Basic data structures

Mostly from 2. The basic operations are access (knowing the index), lookup/search, insertion and deletion.

Some notes:

  • Insertion and deletion complexities are the same (afaik).
  • All of the data structures need O(n) space (duuuh), besides skip list?
name access search insert/delete Java custom impl., notes
arrays O(1) O(n) O(n) Arrays, ArrayList  
strings same as array     String, StringBuilder immutable (in most?) languages
list O(n) O(n) O(1) LinkedList (is doubly linked!) array or dynamic allocation
stack array or list, depends on implementation     ArrayDeque or LinkedList (not Stack interface) array or dynamic, LIFO, think of a stack of plates
queue same as stack     ArrayDeque or LinkedList FIFO, array or dynamic
tree depends on array or list implementation       single or double list to keep reference to parent
heap ? O(1) for max O(logn) PriorityQueue pointer or 1-dimensional array representation
BST ? O(h=logn) for balanced trees O(h) TreeSet or TreeMap  
hash table - O(1) O(1) HashSet or HashMap  
graph          

More data types: Abstract ADT

  • bag: unordered set, can contain duplicates
  • set: unordered, no duplicates

For related Java classes and implementation tips see here.
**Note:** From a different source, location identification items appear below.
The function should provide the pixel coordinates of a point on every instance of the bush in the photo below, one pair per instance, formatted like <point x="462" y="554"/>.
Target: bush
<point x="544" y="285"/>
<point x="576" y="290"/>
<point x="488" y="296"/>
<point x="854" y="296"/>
How to choose an appropriate structure

  • Do you have the algorithm in mind already?
    • Look at the special properties of each structure e.g. use stack if you need to process elements in LIFO order from the input or a set to remove duplicates.
    • Look at what operations will we do the most e.g.
      • Insertions/deletions at start or middle: a list would be better than an array because an array would need to be shifted. If they are on the end they don't affect that much.
      • Search/lookups? Hashmap if we need to associate it with a value, hashset otherwise
      • Random access (e.g. in a map[][])? Array

If you need to create a custom implementation:

  • Initial capacity? What happens on resizing?
  • Permits nulls or duplicates?
  • Should it be thread safe?

In real life

  • The call stack aka program stack is really implemented as a stack: the last method to enter executes first. Heap like a linked list?